In the Netherlands, like in the rest of Europe, makelaartjes are often found on farms and barns. Each part of the country has its own tradition. In Frisia, where makelaars are part of Uilenborden, they are often adorned by elegant swans on both sides. Different areas of Frisia use different sets of symbols: palm-branches for peace, tulips for hope, crescents for fertility, a harp (green if the farmer owned the farm, white if he leased it), cloverleaves for the trinity, and so on. There used to be a round hole (one can still recognize it in contemporary makelaartjes) in the middle of the board.

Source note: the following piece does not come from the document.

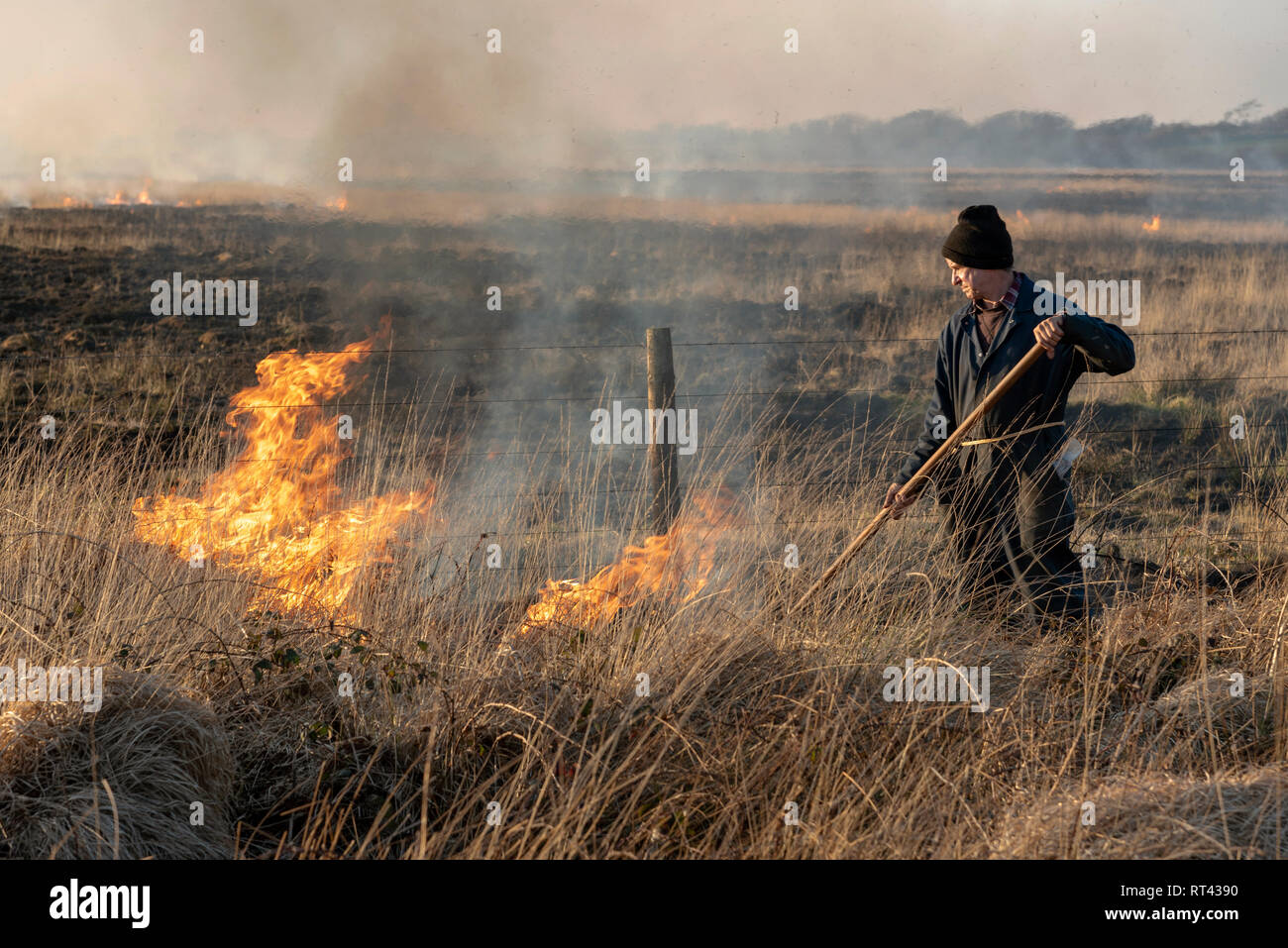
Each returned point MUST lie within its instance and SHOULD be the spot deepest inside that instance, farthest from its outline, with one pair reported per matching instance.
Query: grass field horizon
(754, 733)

There are two stories about where the name ‘uilenbord’ comes from. Some say that the hole was used for light and ventilation, but that church-owls used it to enter the barn as well ("uil" means "owl" in Dutch, hence ‘owlboard’). Others say that the name comes from "ûle", which means "eye". The hole served to let in the ’eye of the day’ (see here). "uilebord" would mean in this case something like ‘windowboard’ rather than ‘owlboard’.
In Twente (Eastern Netherlands), makelaartjes often consisted of two horse heads (perhaps two donkey heads would fit for another of the buildings at the Monte...). This practice changed in the aftermath of the 80-years war. Some parts of land where controlled by the (catholic) Spanish, while others where controlled by the (protestant) Dutch Republic. This resulted in religious pluralism, which subsisted even after the entire area fell in Dutch hands. Oppressed catholic farmers then used their rooftop decoration as a way of expressing their identity. A prominent symbol became, of course, the cross (see below for a Veere example), together with other Christian symbols (heart, half-moon, anchor, etc.). It is said that traveling priests (disguised as sales people) providing illegal religious services used this to find out where their presence would be welcomed. Perhaps in the future, threatened pomegranate consumers (dressed up as birdwatchers) will find their way in the Alentejo in the same manner... Protestant farmers responded by making changes to their makelaartjes too, developing their own style. Observing makelaars can still help us finding out today which areas were predominantly catholic or protestant.
Note that windmills sometimes have makelaartjes too (here in Leiden). Interestingly enough, their purpose is specific. When the direction of the wind changes, the wind blows past the makelaar, making a whistling sound. This way the miller knows he has to turn the wings of the mill to face the wind."